Щеки у меня горят, а внутри все сжимается:
— Вы же понятия не имеете, откуда я приехала! Я куда лучше, чем вам кажется, понимаю все то, с чем сталкиваются эти дети.
Однако произнося эту тираду, я невольно вспоминаю о маминой истории, которая пробуждает застарелую боль и давние обиды, разделяющие нас вот уже больше десяти лет. Неприятно в этом признаваться даже самой себе, но истина в том, что мама обрекла нас обеих на такую жизнь ровно потому, что выросла в семье, похожей на многие здешние семьи: отсутствие денег на колледж, ноль ожиданий, никакой мотивации, невнимание, насилие, родители, погрязшие в пагубных страстях, которым даже переезды с места на место нельзя толком доверить. Мама однажды увидела объявление о наборе стюардесс. Она наслушалась про них по телевизору и вбила себе в голову, что жить так, как они, — и весело, и приятно. Собрав рюкзак, она и рванула из загибающегося промышленного городка на виргинских холмах аж в Норфолк, где сумела уговорить работодателей взять ее на работу.
Тот мир, в котором она меня растила, и тот, который знала сама, разделяли несколько световых лет. Все наши обиды и ошибки, мои собственные раны и шрамы, плотная пелена боли, в которую я стараюсь лишний раз не всматриваться, — все это долгих двадцать семь лет заслоняло меня от этой истины. Но больше от нее невозможно прятаться.
Моя мать перекроила свою судьбу. И мою тоже.
Сардж устремляет на меня неодобрительный взгляд:
— Я по вашим рассказам сужу, только и всего.

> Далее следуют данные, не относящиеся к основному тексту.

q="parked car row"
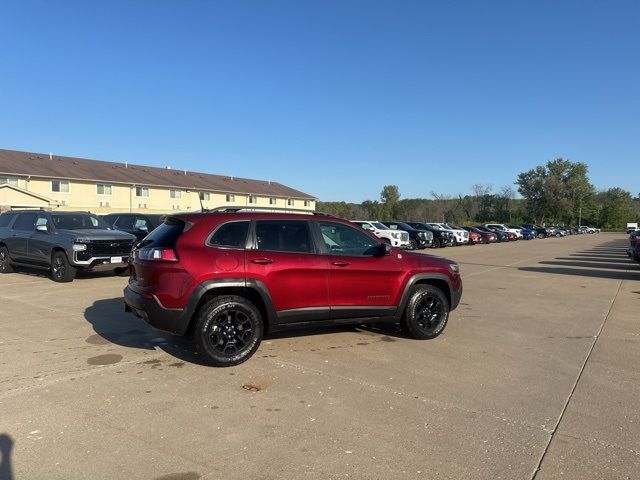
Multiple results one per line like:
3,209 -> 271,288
627,230 -> 640,262
353,220 -> 600,250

— Ах да, мы же с вами столько задушевных бесед провели, — саркастически подмечаю я. — Вы всё обо мне знаете! — Я ползу к краю крыши. С меня довольно! Пусть прибережет свои дерьмовые замечания для кого-нибудь еще. Пусть подавится ими!
Я-то знаю, что судьбу можно поменять. Я видела это своими глазами.
Под ритмичный стук молотка свешиваю ногу с крыши, нащупываю лестницу и осторожно спускаюсь на влажную траву. Затем захожу в дом, надеваю ботинки на резиновой подошве, забираю из машины планшет для бумаг и бинокль и иду в дальний конец двора.
— Дом не заперт, — бросаю я вполоборота. — Можете зайти внутрь, если понадобится. Перед отъездом сами его закройте.
Не знаю почему, но мой уход производит на нее впечатление, и она даже прерывает работу. Кусочек черепицы подскакивает у ее ног.
— И куда вы идете со всем этим арсеналом? — она кивает на планшет и бинокль с таким видом, точно недавней размолвки и не было.
— На птичек смотреть, — огрызаюсь я и шагаю дальше.
— Только осторожнее, на кораллового аспида не наткнитесь, — кричит она вслед. — А то у них там гнездовье.
По спине пробегает холодок, но поддаваться страху я не намерена. Не боюсь я никаких аспидов! Тоже мне, нашли, чем запугивать. К тому же я уже много раз забиралась в Госвуд-Гроув и ни разу там ни одной змеи не видела.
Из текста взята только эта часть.